Começaram algumas medidas: Exigir o embalsamento, mas que rapidamente
fez esgotar no mercado negro, os óleos e outras substâncias utilizadas para
complemento dessa técnica; houve quem rapidamente inventasse maneira de fazer
toneladas de gelo para manter os corpos inertes, mas o próprio gelo derretia
rapidamente e a água começou a escassear pelo que foi negócio de pouca duração.
Os corpos eram cada vez mais, não havia caixões em número
suficiente, a madeira era insuficiente, a água passou a ser insalubre e a
comida desesperante no seu sabor.
A Guerra Civil estava iminente...
Toda a Comunicação Social aguardava um veredicto, que tardava em
aparecer, aguardando com a paciência que se lhes reconhece, horas infinitas nas
entradas dos edifícios do Primeiro-Ministro, Ministérios e Assembleia da República,
mas notou-se que poucos estavam presentes junto ao edifício do Presidente da República
e percebeu-se que a razão era pelo facto de se saber que este é simplesmente o
porta-voz do actual Primeiro-Ministro pelo que
por mais que dissesse ou falasse nada traria de novo para a solução da crise.

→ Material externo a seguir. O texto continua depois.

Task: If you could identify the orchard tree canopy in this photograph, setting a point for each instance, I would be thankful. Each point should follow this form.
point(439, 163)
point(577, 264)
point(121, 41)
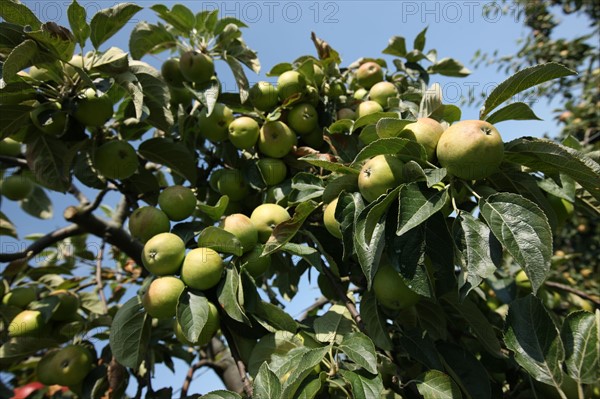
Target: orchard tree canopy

Mas alguém se lembrou e da cegueira fez-se luz; tal como o
petróleo tem o seu valor, que o diga o Rodrigues dos Santos, também a Terra
pode ser negociada, empolando o seu valor. Porque não relevar a lei já aprovada
sobre os latifúndios e aproveitar a sua diluição objectiva: Dividir os
cemitérios em "Pedaços" de Terra que ficariam na posse dos Coveiros,
como pertença sua, que dela fariam o que quisessem: Poderiam mesmo enterrar os
mortos pondo caixões uns por cima dos outros, até à profundidade possível ou inventada
para além de terem direito percentual aos objectos que são depositados com os
mortos, muitos valorizados pela inflação atingida pela confusão criada.

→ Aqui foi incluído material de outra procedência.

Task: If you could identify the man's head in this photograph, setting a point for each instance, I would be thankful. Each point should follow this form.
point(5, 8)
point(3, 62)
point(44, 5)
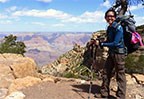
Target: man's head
point(110, 16)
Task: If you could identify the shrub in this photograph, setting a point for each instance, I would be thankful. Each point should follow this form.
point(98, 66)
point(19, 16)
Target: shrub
point(10, 45)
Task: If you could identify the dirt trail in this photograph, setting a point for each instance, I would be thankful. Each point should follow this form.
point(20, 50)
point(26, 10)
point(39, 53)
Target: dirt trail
point(70, 90)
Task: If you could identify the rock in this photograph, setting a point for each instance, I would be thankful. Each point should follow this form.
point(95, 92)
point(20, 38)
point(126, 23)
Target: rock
point(15, 95)
point(130, 80)
point(21, 83)
point(139, 78)
point(6, 80)
point(18, 65)
point(3, 92)
point(6, 76)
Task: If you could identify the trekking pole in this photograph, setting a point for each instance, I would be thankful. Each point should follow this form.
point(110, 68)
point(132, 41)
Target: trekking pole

Foi o recomeço de uma reforma que não lembraria ao Diabo e ainda
bem porque assim ficou todo o país e toda a sua gente abençoada por uma
descoberta de que afinal tudo pode ser de todos. O país continuou anarquizado
por mais organizado que pareça ter ficado, pois a camuflagem e a dissimulação
cada vez mais em voga, não deixa de ser uma maneira ilusória de demonstrar que
um país pode ser um exemplo de governação.